Numerical solution of Volterra-Fredholm Integro differential equation using Banach Contraction Method / Nur Kamilia Salleh, Muhammad Afiq Ahmad Zaki and Akmal Hakim Tajudin

In this research, our main goal is to apply the Banach Contraction Method (BCM), which outlines the conditions required for a fixed point’s existence and uniqueness. BCM is an essential tool in the idea of metric spaces as a fundamental understanding. Additionally, it offers a numerical algorithm to approach those fixed points and suitable requirements for the fixed points of specific classes of self-mappings. With this approach, BCM offers an ongoing procedure called iteration by means of which we can get closer approximations to a problem’s solution and error bounds. There are many ways to solve nonlinear problems.
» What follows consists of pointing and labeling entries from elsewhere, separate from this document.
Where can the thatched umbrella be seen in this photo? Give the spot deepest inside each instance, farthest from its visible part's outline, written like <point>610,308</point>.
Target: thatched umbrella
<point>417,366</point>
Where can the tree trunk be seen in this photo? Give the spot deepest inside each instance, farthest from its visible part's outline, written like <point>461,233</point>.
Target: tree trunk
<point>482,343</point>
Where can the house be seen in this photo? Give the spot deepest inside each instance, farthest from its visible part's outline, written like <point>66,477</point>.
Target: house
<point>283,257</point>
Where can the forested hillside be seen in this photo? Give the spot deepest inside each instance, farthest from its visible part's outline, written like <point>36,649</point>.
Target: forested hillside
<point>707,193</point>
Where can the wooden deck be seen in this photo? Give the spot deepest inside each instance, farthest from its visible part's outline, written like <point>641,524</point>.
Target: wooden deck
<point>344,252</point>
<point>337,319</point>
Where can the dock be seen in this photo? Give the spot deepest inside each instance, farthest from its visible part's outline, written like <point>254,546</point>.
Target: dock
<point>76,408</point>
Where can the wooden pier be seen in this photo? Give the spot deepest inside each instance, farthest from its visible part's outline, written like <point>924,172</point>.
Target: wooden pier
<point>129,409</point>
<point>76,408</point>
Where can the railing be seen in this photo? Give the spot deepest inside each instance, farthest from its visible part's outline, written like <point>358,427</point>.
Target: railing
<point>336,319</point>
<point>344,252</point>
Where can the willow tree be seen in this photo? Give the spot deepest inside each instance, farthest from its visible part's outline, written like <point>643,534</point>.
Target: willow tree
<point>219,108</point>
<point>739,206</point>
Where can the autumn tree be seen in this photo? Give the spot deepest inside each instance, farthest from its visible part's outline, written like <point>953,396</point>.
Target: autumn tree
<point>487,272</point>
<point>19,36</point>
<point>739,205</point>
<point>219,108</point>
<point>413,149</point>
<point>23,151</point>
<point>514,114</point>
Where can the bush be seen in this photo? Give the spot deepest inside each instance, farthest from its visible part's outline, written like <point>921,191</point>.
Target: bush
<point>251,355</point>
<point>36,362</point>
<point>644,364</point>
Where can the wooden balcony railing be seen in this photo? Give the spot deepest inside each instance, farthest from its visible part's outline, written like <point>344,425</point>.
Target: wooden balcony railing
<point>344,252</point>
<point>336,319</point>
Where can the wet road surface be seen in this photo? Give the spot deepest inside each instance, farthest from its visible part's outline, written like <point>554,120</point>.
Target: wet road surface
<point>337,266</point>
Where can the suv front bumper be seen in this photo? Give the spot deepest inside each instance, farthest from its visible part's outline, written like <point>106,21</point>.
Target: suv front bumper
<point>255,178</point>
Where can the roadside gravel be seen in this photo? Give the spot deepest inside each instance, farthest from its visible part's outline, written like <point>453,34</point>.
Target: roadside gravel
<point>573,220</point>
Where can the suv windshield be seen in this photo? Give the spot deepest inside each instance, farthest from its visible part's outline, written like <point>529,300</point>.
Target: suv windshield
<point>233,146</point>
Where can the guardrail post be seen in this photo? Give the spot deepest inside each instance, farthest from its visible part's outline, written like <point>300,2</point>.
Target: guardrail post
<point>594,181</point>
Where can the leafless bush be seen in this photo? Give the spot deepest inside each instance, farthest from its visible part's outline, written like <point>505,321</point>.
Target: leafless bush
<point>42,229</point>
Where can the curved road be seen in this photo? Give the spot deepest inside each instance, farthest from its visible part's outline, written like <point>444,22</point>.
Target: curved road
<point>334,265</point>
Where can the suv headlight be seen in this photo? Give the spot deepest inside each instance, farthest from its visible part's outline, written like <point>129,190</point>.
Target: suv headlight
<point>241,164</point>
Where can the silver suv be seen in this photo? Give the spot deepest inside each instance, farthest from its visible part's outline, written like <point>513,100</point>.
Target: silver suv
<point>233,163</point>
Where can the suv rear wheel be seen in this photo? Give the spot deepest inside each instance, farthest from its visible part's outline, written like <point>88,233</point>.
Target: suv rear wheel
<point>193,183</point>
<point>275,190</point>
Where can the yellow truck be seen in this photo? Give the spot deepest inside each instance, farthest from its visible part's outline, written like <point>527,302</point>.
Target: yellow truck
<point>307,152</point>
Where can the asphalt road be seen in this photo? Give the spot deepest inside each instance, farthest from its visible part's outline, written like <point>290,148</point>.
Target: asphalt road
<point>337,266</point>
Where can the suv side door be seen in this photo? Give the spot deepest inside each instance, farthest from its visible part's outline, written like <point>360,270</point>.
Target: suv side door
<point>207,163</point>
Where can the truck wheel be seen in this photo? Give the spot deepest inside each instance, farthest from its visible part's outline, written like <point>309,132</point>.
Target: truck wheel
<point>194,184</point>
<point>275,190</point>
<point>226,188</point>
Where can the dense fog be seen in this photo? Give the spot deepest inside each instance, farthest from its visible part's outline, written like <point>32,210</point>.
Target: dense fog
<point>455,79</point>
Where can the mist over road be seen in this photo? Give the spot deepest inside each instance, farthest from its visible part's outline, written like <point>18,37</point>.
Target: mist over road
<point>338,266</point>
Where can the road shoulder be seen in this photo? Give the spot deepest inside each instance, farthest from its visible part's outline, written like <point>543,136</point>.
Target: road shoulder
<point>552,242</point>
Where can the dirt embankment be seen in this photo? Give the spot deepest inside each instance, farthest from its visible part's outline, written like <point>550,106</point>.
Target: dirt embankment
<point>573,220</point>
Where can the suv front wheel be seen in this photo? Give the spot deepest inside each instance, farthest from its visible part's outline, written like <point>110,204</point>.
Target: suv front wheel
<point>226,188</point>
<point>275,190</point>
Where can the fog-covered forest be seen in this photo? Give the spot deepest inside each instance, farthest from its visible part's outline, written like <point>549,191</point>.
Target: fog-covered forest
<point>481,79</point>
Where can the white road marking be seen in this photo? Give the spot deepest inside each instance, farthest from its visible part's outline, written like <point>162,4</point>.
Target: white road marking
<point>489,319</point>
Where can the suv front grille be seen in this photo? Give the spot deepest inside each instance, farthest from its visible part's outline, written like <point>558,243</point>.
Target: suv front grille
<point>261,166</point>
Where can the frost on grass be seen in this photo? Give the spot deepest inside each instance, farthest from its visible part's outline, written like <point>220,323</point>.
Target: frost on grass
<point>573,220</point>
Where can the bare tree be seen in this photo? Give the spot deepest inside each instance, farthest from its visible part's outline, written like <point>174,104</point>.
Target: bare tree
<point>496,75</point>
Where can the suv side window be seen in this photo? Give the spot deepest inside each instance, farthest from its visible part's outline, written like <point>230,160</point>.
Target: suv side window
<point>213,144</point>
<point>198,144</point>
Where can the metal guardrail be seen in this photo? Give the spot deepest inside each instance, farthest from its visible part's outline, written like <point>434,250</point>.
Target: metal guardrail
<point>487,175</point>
There are other strategies used, such as the Adomian Decomposition Method (ADM), Variational Iteration Method (VIM), Newton Method, Homotopy Perturbation Method (HPM), Sumudu Decomposition Method (SDM), Laplace Decomposition Method (LDM) and others. It was therefore proposed that the Volterra-Fredholm Integro Differential Equation (VFIDE) may be resolved via the BCM. This report consists of research finding that have been conducted with the purpose to achieve two objectives. The purpose of this study was to solve the VFIDE by using BCM and to analyse the accuracy and efficiency of the BCM by obtaining the exact value. Using Maple Software, the BCM will attempt to solve VFIDE in the most straightforward manner possible.